By Clint Hammerberg
R and topic modeling are just tools and sometimes they aren’t going to give results that make sense.
Sometimes the list of words that R gives you are a result of semantic connection. I got two topics that were just authors’ attempts at capturing the sound of Southern dialect. It’s interesting to see that R can identify all of those words as occurring together even if the clump of words doesn’t suggest a topic.
After creating a set of topics that occur within the body, you can go back and track where these topics occur more or less frequently.
In class, we used a body composed of (41) of texts from Southern Literature from Documenting the American South. One of the lists that was produced when only looking at the first 5 words was:
time, horse, made, moment, men
To me this set of words is not particularly suggestive of any topic. But when the list is expanded to 15 words, which were:
time, horse, made, moment, men, captain, man, nigh, hand, head, back, party, side, enemy, ground
The list now seems to suggesting a topic of Military, at least to me. Other people came up with the topic of War, which is similar. But there is small differences, which depending on what you are using this tool for may make a big difference. It is important to show your work so readers can see the data that you are using to draw your conclusions. Again, what a topic is called is entirely up to the individual reading the list. You may determine that the 15 word list above suggests an entirely different topic.
We can then go back and see which texts that we used to compose the larger body of Southern Literature have the highest occurrence of this particular topic.
Naturally the longer the list is the more specific the topic can be. But as the words are weighted by frequency of co-location, at a certain length the words will become less relevant. The standard for more thorough research project seems to be lists of 100 words.
If you want, the collection of words can be displayed as wordcloud instead. The size of the word corresponds to the relative weight or significance of that word within the collection.
(Image Courtesy of Megan Valentine)
Additional packages to R are required for topic modeling. We used Mallet and wordcloud. You could use the packages topicmodels or lda if you wanted, although I am not familiar with them and they might work differently and need a different code. The code that you use depends on the type of file that you are using; XML files that have been labeled for TEI or .txt files are both viable options.
The code gets fairly long, and I don’t want to bury you with details. But, broadly speaking, these packages and corresponding code tracks the occurrence of words and their relatively frequency with regards to each other and the within the body as a whole. Then the words that occur with the highest frequency to each other are assembled into a series of lists or clouds.
Click here to see a step by step breakdown of the code.
Topic modeling is a tool that functions best for sorting through large individual documents or large collections of documents.

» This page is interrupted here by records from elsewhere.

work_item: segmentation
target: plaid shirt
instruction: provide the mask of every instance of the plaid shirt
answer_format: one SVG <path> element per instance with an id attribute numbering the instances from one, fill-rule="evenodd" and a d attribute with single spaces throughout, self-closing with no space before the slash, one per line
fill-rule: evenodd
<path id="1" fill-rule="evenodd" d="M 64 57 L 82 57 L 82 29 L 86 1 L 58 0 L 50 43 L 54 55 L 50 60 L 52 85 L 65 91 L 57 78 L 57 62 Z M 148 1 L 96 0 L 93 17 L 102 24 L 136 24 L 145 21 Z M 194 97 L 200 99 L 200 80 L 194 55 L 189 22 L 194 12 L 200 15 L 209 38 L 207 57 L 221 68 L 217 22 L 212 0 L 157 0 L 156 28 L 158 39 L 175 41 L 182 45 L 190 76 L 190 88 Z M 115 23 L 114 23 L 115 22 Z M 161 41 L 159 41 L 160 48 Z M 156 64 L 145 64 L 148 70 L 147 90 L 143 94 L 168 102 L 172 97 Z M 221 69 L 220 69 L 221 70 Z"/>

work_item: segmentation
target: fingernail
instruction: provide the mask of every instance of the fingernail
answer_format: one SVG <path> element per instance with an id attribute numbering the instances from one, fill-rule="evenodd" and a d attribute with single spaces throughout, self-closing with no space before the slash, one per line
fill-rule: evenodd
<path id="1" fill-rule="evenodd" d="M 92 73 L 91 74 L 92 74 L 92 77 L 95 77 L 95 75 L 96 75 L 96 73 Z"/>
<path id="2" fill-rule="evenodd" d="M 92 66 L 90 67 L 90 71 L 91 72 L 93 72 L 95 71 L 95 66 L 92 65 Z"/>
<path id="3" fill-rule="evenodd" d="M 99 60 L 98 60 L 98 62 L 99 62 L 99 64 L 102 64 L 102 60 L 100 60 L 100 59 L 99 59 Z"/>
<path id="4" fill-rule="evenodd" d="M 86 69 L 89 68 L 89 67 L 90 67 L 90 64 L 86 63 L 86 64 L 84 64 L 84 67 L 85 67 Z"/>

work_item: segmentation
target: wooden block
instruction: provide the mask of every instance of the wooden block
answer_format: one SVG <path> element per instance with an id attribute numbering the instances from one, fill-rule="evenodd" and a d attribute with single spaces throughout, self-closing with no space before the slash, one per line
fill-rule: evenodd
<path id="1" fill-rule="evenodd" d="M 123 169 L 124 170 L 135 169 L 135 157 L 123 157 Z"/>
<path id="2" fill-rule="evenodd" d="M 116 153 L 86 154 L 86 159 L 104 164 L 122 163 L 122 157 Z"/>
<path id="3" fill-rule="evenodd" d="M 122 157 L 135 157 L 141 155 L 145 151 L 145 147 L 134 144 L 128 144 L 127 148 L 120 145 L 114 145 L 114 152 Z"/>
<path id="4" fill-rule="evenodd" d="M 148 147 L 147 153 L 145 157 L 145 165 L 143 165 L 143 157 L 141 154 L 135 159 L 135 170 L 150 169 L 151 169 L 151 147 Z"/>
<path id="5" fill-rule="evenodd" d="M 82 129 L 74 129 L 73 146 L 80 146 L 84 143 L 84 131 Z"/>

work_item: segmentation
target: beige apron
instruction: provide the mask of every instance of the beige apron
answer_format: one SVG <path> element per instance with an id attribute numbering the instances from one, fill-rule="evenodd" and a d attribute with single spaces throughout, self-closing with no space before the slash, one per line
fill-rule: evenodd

It allows an individual to process data incredibly quickly. Projects like Laurel Ulrich’s study of Martha Ballard’s diary, which spans nearly 30 years of Ballard’s life, took historians years of work. But with digital tools, much of the tedious work of tracking the occurrence of a particular set of words pertaining to a topic can be done in a day if the document in question has already been transcribed into the appropriate digital format and the researcher is familiar with the use of these digital tools, which is of course not always the case.
Topic modeling could also be used to reconsider traditional genre divisions and literary classifications as these categories are quite broad and at times determined by rather arbitrary factors such as when the book was written.
Other applications of topic modeling are in other fields in which someone might encounter massive amounts of documents. The discovery process of a legal case can at times, depending on the nature of the case, produce thousands and thousands of pages of text, some of which will contain important information that could affect the outcome of the case, but much of the documents may be nothing. Winnowing through this many documents would be a daunting proposition, but using topic modeling you could determine where to start looking more closely if a particular topic that is relevant to the case appears more frequently in certain documents or within a large document.
Journalists might find topic modeling useful for dealing with the massive data leaks that have become more common in the modern world. The Panama papers and other various wikileaks document dumps provide massive amounts of data that can be difficult to make sense of in the short period of time that is demanded by the news cycle. Additionally, topic modeling might be useful for prosecutors who may want to sort through these massive sets of documents to see if they can build a case, and as there is a statue of limitations of many crimes time is a factor.
I am actually in the middle of reading a book, Fighting over the Founders, about how politicians use references to the American Revolution on the campaign trail. The author of the book used a statistical tool to process the thousands and thousands of pages of speeches given in any year. They probably used R or a similar program and did something similar to topic modeling.